Saturday, January 9, 2010

Bank Policies Affecting You?


The Credit Card Act of 2009 was implemented last may to deal with the growing deceptive practices in the Credit Card industry. The changes are scheduled to for the February 2010, one might think during this time frame the banks are adjusting their policies but that is certainly not the case, reports confirm that they are simply adjusting their policies with the struggling economy.

The report which is titled Still Waiting: Unfair or deceptive Credit Card Practices Continue as Americans waits for new reforms to take effect. Amazingly 100% of the banks reviewed would fail to meet the requirements of the new Credit Card Act; in fact some of the practices which brought about the credit card legislation had become even more common. For instance in December 2008 92% of the banks reviewed raised interest rates on outstanding balances by changing their account agreements unilaterally, As of July 99.7 of the banks will raise their rates.
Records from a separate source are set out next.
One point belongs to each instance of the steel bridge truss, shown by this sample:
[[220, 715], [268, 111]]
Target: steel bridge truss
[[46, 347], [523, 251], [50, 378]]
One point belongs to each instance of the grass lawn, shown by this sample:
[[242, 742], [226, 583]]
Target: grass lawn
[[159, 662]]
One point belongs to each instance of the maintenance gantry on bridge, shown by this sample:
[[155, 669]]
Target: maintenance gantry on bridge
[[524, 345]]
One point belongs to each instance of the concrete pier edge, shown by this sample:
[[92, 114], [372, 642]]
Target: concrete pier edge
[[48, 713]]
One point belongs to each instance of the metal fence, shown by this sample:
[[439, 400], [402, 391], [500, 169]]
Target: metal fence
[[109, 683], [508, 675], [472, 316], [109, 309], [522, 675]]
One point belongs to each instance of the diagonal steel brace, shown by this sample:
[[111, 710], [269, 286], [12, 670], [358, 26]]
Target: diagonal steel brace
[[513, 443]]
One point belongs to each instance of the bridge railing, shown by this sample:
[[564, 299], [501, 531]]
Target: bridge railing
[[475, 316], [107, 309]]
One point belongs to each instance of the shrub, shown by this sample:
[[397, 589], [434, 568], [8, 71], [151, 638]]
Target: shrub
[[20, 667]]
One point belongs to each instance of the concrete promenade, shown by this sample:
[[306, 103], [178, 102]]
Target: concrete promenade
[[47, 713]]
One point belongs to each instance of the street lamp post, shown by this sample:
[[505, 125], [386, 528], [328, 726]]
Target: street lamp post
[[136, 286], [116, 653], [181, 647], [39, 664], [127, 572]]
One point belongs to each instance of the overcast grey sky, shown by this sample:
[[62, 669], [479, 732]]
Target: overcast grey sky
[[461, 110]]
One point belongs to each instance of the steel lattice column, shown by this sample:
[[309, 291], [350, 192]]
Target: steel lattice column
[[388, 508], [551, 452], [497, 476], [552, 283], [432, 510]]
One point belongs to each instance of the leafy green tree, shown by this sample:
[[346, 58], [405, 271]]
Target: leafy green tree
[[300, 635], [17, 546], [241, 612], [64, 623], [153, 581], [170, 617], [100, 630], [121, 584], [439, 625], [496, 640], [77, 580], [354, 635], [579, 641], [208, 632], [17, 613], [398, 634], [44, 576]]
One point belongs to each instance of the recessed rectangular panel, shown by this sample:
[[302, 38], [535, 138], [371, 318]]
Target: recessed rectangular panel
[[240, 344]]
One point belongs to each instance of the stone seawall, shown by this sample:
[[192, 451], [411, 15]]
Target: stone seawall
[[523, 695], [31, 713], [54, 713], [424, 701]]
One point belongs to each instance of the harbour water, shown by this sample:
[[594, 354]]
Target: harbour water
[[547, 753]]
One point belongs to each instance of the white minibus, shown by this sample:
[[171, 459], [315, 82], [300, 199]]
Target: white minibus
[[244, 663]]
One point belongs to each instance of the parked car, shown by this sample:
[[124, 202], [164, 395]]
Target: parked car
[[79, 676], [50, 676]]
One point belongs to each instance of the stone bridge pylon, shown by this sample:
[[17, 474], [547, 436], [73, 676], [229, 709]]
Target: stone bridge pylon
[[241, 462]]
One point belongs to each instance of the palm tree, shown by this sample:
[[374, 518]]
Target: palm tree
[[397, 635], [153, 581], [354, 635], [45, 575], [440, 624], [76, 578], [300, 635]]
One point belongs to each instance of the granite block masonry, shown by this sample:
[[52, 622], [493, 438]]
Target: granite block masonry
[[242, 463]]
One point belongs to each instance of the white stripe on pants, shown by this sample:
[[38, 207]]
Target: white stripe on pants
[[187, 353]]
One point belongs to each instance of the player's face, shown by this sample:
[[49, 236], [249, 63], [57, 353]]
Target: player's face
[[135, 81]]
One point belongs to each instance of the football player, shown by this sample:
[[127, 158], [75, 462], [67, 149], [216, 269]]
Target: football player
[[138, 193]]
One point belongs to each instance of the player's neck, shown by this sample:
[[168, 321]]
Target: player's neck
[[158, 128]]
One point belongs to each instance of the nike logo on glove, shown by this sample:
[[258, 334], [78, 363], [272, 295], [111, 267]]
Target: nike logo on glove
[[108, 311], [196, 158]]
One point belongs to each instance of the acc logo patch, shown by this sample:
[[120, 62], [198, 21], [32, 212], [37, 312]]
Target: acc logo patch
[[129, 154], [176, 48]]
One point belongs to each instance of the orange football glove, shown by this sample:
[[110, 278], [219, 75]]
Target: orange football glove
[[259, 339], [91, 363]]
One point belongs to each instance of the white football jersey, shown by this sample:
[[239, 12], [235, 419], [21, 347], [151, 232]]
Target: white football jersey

The report also found that 95% of the banks apply payments in a manner that the Federal Reserve considers likely to cause “substantial monetary injury.” This means that the credit card issuer chooses how to apply your monthly payments, that’s possible because many accounts have multiple types of balances each with its own interest rate.
For instance the interest rate you may be charged for purchases could be 15%, while the interest rate for any cash advance could be 25%. Your credit card company decides where to apply the bulk of the payment and right now many apply payments to the portion of your balance with the lowest interest rate first.

Let us assume you had a total credit card balance of $1000.00, $600 of which were for purchases and the remaining $400 for cash advances; you then made a payment of $700, the bank would choose to apply the payment to the portion of the balance related to the purchases part with the lowest interest rate. The balance with the higher interest rate in this case the cash advance, would receive a smaller payment. The Credit Card Act abolishes this practice but until it takes effects banks continue to squeeze every dollar out of their accounts by applying payments this way. That’s why congress was considering moving the effective date of the act to December 1st.

From the bank’s perspective making the most out of the credit card side of the business before that happens makes make perfect sense, after all their real estate lending business has been hurting and it slow to turn around. At the same time the rising number of defaults a natural consequence of increasing unemployment among the banks clients means that banks have good reason to be anxious about the changes they will have to accommodate when the law takes effect. And there are still other changes you should be aware of.

Creditors are also making a departure from offering consumers fix interest rates, most contracts allow the lender to change the interest rate they offer to you for any reason; because of this the Credit Card Act requires that rates advertised as fixed must remain unchanged for a stated period of time. To avoid this some creditors are opting to convert their fixed rates to partially viable rates with fixed minimums. Partially viable rates are tied to an index like the prime rate and the minimum rate requirement would prevent card holders from enduring a low rate if the index fell below a predetermined limit. In December of 2008 10% of banks attach partially viable rates to their credit cards, however in July of 2009 38% of the banks studied now offer partially viable rates.